Search code examples
windowsdelphidelphi-xe7

Is Writeln capable of supporting Unicode?


Consider this program:

{$APPTYPE CONSOLE}

begin
  Writeln('АБВГДЕЖЅZЗИІКЛМНОПҀРСТȢѸФХѾЦЧШЩЪЫЬѢѤЮѦѪѨѬѠѺѮѰѲѴ');
end.

The output on my console which uses the Consolas font is:

????????Z??????????????????????????????????????

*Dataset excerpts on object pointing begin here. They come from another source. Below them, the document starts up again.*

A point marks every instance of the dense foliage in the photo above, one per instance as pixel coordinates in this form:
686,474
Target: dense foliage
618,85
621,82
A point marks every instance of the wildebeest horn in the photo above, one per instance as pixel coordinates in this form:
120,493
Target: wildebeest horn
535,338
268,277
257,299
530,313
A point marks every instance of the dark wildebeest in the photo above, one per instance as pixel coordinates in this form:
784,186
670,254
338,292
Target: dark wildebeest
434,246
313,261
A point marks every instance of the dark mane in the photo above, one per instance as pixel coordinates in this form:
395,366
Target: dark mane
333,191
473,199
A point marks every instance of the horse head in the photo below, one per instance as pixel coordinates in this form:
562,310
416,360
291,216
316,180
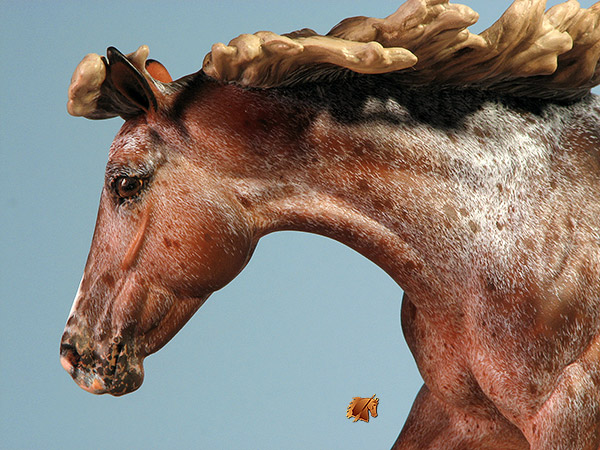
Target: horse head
164,240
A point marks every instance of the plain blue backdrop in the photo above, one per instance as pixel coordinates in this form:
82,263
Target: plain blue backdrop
269,362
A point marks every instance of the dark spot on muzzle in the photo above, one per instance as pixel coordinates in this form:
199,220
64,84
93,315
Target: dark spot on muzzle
116,371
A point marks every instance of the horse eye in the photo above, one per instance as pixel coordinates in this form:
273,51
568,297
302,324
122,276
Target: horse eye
128,187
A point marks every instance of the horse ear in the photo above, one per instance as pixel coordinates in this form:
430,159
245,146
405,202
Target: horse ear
130,83
117,85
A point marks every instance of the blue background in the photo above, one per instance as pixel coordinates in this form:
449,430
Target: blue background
269,362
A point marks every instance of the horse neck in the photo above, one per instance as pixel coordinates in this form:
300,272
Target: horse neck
413,197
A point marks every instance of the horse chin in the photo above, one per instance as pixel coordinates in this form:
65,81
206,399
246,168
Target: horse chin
118,376
118,384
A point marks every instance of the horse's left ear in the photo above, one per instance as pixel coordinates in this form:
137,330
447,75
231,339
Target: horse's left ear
117,85
130,83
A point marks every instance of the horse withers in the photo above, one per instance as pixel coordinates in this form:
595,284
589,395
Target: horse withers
466,166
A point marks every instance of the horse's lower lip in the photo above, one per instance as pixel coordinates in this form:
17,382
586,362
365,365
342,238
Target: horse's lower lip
117,383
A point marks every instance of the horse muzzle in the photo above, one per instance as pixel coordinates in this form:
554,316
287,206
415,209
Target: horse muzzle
114,369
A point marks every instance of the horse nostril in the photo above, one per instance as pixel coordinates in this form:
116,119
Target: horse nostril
69,357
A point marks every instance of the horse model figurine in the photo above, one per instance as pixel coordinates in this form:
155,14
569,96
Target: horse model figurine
467,166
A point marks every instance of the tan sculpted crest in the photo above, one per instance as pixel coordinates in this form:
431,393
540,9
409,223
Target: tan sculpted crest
431,37
553,54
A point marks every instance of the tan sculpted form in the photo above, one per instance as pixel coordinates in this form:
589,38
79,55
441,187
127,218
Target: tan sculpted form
465,166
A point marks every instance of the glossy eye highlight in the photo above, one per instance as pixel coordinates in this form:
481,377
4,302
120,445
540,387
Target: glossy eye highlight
128,187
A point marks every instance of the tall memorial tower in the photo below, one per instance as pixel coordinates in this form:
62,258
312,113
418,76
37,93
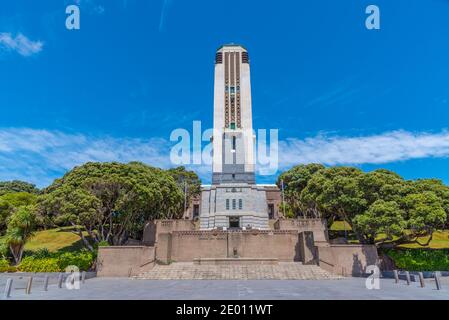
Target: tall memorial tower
234,200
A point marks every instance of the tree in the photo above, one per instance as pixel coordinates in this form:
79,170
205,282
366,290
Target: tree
12,201
425,214
433,185
295,181
21,226
382,185
186,180
382,217
17,186
111,201
336,193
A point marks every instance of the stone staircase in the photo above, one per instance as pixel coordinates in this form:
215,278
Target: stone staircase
280,271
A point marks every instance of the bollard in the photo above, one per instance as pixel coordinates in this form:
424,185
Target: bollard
407,277
421,279
396,276
46,283
60,279
8,288
437,280
29,284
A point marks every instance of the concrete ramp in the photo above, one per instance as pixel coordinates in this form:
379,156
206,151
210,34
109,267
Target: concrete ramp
280,271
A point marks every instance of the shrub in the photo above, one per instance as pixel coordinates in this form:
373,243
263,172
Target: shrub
31,264
83,260
103,244
420,259
56,262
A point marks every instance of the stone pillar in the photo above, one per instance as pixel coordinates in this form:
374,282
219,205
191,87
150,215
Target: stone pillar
163,248
307,248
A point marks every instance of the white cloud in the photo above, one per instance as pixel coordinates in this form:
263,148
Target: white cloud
39,156
376,149
20,44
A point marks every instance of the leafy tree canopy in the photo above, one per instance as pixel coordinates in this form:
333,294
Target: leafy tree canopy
10,202
111,201
21,226
375,203
17,186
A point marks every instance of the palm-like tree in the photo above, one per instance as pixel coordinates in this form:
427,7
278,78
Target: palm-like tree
21,226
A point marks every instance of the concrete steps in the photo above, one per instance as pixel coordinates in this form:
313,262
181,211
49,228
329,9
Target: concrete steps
280,271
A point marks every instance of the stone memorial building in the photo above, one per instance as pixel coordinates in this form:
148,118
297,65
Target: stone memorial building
235,221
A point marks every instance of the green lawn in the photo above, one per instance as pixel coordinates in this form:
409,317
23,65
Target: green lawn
59,239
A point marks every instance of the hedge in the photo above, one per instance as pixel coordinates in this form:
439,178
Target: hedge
5,267
420,259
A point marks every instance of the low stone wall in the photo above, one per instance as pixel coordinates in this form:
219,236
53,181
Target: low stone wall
317,226
124,261
189,245
154,228
347,260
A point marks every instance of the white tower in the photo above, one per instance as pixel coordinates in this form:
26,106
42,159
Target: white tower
233,143
233,200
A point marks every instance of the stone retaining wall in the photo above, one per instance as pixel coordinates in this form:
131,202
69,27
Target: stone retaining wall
124,261
183,246
347,260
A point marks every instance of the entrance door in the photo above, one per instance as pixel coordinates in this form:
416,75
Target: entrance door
234,222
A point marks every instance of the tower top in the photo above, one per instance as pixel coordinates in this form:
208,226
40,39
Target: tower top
231,45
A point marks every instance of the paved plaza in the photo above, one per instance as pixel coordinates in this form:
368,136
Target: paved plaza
125,288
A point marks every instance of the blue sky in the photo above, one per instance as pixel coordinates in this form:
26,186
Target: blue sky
137,69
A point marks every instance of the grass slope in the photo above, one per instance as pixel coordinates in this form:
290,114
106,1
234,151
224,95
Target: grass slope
59,239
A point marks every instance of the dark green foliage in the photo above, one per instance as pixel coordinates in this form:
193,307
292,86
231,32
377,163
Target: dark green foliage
376,203
111,201
10,202
57,262
420,259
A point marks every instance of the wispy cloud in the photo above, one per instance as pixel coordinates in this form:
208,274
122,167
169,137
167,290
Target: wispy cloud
91,6
20,44
39,156
376,149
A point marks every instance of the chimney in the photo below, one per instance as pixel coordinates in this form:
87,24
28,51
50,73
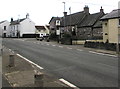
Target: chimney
65,14
11,19
27,15
86,9
101,10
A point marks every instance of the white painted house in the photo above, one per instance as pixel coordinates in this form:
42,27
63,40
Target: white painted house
42,30
4,28
22,27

The Windows console is quite capable of supporting Unicode as evidenced by this program:

{$APPTYPE CONSOLE}

uses
  Winapi.Windows;

const
  Text = 'АБВГДЕЖЅZЗИІКЛМНОПҀРСТȢѸФХѾЦЧШЩЪЫЬѢѤЮѦѪѨѬѠѺѮѰѲѴ';

var
  NumWritten: DWORD;

begin
  WriteConsole(GetStdHandle(STD_OUTPUT_HANDLE), PChar(Text), Length(Text), NumWritten, nil);
end.

for which the output is:

АБВГДЕЖЅZЗИІКЛМНОПҀРСТȢѸФХѾЦЧШЩЪЫЬѢѤЮѦѪѨѬѠѺѮѰѲѴ

Can Writeln be persuaded to respect Unicode, or is it inherently crippled?


Solution

  • Just set the console output codepage through the SetConsoleOutputCP() routine with codepage cp_UTF8.

    program Project1;
    
    {$APPTYPE CONSOLE}
    
    uses
      System.SysUtils,Windows;
    Const
      Text =  'АБВГДЕЖЅZЗИІКЛМНОПҀРСТȢѸФХѾЦЧШЩЪЫЬѢѤЮѦѪѨѬѠѺѮѰѲѴ';
    VAR
      NumWritten: DWORD;
    begin
      ReadLn;  // Make sure Consolas font is selected
      try
        WriteConsole(GetStdHandle(STD_OUTPUT_HANDLE), PChar(Text), Length(Text), NumWritten, nil);    
        SetConsoleOutputCP(CP_UTF8);
        WriteLn;
        WriteLn('АБВГДЕЖЅZЗИІКЛМНОПҀРСТȢѸФХѾЦЧШЩЪЫЬѢѤЮѦѪѨѬѠѺѮѰѲѴ');
      except
        on E: Exception do
          Writeln(E.ClassName, ': ', E.Message);
      end;
      ReadLn;
    end.
    

    Outputs:

    АБВГДЕЖЅZЗИІКЛМНОПҀРСТȢѸФХѾЦЧШЩЪЫЬѢѤЮѦѪѨѬѠѺѮѰѲѴ
    АБВГДЕЖЅZЗИІКЛМНОПҀРСТȢѸФХѾЦЧШЩЪЫЬѢѤЮѦѪѨѬѠѺѮѰѲѴ
    

    WriteLn() translates Unicode UTF16 strings to the selected output codepage (cp_UTF8) internally.


    Update:

    The above works in Delphi-XE2 and above. In Delphi-XE you need an explicit conversion to UTF-8 to make it work properly.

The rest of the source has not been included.